BOARD FINDINGS: IAW DoDI 6040.44, provisions of DoD or Military Department regulations or guidelines relied upon by the PEB will not be considered by the Board to the extent they were inconsistent with the VASRD in effect at the time of the adjudication. As discussed above, PEB reliance on DoDI 1332.39 for rating the lung condition was operant in this case and the condition was adjudicated independently of that instruction by the Board. In the matter of the lung condition, the Board unanimously recommends a rating of 30% coded 6819 IAW VASRD §4.100. In the matter of the sleep apnea condition, the Board unanimously recommends no recharacterization of the PEB adjudication as not unfitting. In the matter of the sinusitis, GERD, hearing and vision conditions or any other medical conditions eligible for Board consideration, the Board unanimously agrees that it cannot recommend any findings of unfit for additional rating at separation.

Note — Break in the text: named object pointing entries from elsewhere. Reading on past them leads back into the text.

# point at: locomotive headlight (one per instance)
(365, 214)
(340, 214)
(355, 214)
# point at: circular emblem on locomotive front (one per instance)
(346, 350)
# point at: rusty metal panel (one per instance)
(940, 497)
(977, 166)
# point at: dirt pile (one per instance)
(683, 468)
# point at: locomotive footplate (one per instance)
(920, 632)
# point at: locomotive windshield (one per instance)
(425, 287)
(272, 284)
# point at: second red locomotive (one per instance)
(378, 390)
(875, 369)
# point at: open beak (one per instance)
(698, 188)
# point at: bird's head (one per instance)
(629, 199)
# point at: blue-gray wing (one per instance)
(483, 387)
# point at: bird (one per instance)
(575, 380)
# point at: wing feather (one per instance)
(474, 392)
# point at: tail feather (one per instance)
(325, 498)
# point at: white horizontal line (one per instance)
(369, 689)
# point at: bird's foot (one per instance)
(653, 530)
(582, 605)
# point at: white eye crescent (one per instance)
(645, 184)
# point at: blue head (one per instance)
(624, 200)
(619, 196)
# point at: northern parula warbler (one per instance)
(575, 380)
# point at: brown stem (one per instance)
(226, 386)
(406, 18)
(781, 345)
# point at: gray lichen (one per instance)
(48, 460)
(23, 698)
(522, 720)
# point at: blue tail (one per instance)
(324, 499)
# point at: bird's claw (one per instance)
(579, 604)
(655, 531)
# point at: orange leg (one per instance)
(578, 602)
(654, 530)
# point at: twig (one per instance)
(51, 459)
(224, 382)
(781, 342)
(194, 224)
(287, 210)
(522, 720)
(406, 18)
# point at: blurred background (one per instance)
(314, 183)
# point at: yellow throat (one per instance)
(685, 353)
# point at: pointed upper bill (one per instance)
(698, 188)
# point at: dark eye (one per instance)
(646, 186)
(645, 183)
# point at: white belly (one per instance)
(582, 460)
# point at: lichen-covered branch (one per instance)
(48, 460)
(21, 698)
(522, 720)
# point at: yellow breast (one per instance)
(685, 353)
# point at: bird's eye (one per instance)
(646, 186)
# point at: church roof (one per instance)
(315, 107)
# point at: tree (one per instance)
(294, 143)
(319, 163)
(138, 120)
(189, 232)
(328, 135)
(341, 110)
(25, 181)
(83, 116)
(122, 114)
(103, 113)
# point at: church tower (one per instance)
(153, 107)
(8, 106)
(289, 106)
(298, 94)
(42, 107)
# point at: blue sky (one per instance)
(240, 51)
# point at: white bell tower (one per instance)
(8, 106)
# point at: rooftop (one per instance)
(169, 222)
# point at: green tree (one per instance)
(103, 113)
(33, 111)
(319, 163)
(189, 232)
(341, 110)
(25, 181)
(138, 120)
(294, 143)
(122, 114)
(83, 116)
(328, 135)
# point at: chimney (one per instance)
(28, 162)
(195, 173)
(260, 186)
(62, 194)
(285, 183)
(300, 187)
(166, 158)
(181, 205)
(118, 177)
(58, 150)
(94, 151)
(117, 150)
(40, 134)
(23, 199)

RECOMMENDATION: The Board unanimously recommends that the CI’s prior determination be modified as follows and that the discharge with severance pay be recharacterized to reflect permanent disability retirement, effective as of the date of his prior medical separation:

UNFITTING CONDITION VASRD CODE RATING
Restrictive Lung Disease S/P Resection Carcinoid Lung Tumor 6844 30%
COMBINED 30%

The following documentary evidence was considered:

Exhibit A. DD Form 294, dated 20091113, w/atchs.

Exhibit B. Service Treatment Record.

Exhibit C. Department of Veterans' Affairs Treatment Record.